★ IL BAMBINO STELLA / di Rachel Hausfater / illustrazioni di Oliver Latyk / traduzione di Matteo Corradini / Lapis edizioni – 2026 / a partire da 4 anni ★
È bellissimo essere una stella, quasi un vanto!
All’inizio il protagonista di questa storia è orgoglioso: lui è un bambino stella, brilla e si sente speciale.
Ma cosa succede se la stella ha una punta di troppo?
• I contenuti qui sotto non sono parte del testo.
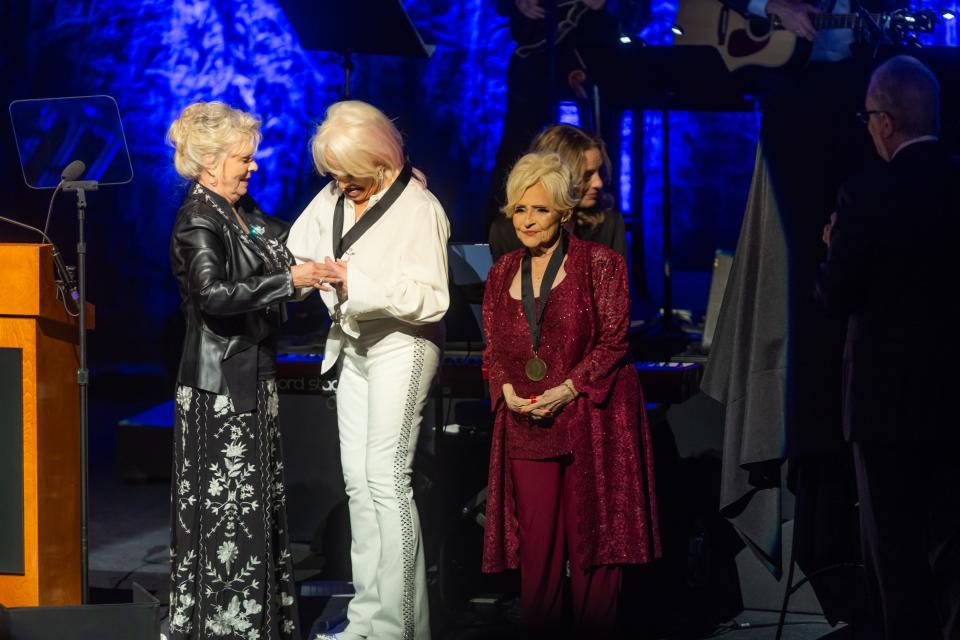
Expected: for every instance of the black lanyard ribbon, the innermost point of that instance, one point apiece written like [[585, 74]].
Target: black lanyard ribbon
[[534, 319], [341, 243]]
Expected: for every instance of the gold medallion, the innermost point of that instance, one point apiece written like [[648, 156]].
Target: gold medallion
[[536, 369]]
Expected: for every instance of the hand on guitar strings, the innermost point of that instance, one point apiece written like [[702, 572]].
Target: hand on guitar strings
[[795, 16]]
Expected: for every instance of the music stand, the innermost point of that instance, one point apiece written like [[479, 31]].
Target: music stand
[[51, 134], [668, 78], [379, 27]]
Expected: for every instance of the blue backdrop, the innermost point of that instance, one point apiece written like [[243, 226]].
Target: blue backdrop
[[156, 56]]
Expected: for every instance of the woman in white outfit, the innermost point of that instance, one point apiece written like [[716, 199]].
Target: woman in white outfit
[[382, 239]]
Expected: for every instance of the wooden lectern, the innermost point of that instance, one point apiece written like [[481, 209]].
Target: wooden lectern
[[39, 434]]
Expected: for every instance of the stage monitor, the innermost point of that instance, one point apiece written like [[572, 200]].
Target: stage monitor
[[51, 133]]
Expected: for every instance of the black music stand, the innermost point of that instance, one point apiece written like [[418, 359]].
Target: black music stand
[[358, 26], [668, 78]]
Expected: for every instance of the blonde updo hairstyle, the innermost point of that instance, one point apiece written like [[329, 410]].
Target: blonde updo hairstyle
[[549, 170], [572, 143], [206, 132], [356, 139]]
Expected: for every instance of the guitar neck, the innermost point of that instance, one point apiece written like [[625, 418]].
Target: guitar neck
[[838, 20]]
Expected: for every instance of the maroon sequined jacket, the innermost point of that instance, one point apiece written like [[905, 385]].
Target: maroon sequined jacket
[[584, 338]]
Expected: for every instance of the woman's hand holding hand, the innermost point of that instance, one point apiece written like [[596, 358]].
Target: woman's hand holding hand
[[514, 402], [335, 272], [308, 274], [530, 9], [551, 401]]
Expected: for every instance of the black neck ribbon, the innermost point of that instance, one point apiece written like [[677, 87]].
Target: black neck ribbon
[[342, 243], [535, 319]]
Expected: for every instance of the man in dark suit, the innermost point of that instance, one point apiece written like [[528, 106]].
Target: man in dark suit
[[892, 269]]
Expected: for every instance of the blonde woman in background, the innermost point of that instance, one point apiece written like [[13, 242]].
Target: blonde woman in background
[[231, 571], [594, 217], [382, 240]]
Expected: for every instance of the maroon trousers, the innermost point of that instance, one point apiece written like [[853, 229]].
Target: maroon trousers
[[546, 513]]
Cosa accade quando il simbolo cucito sul petto diventa più pesante e ingombrante di te stesso?

Un albo illustrato asciutto che parla dell’Olocausto senza nominarlo, della seconda guerra mondiale senza darle un nome e di come un bambino subisce la follia degli adulti senza comprenderla.
Quella stella a sei punte si trasforma rapidamente da fregio a marchio e, uno dopo l’altro, si inanellano una serie di eventi che travolgono il bambino il quale, essendo solo un bambino, non capisce cosa sta succedendo. Lui sente il peso di una colpa che non ha, fino a vergognarsi di ciò che è: un bambino stella costretto a nascondersi.
Prima arrivano i cacciatori di stelle, poi le stelle vengono caricate sui treni e portate via, infine le stelle rimaste (come il bambino stella) sono costrette a nascondersi.
Ma perché?
Come si fa a spiegare a un bambino cos’è la guerra e che lui ne fa parte?
Ecco allora un libro semplicissimo con poco testo e tante illustrazioni naif, per raccontare qualcosa che è accaduto veramente con schiettezza e semplicità (proprio come si esprimono i bambini).

Un albo illustrato che lascia spazio alla speranza, dove ritroviamo i colori delle prime pagine anche alla fine, come per ricordarci che l’orrore si esaurisce, ma la bellezza no. Un libro che ci insegna che nessuna legge, nessuna guerra e nessun “cacciatore di stelle” potrà mai cancellare il diritto di un bambino a brillare.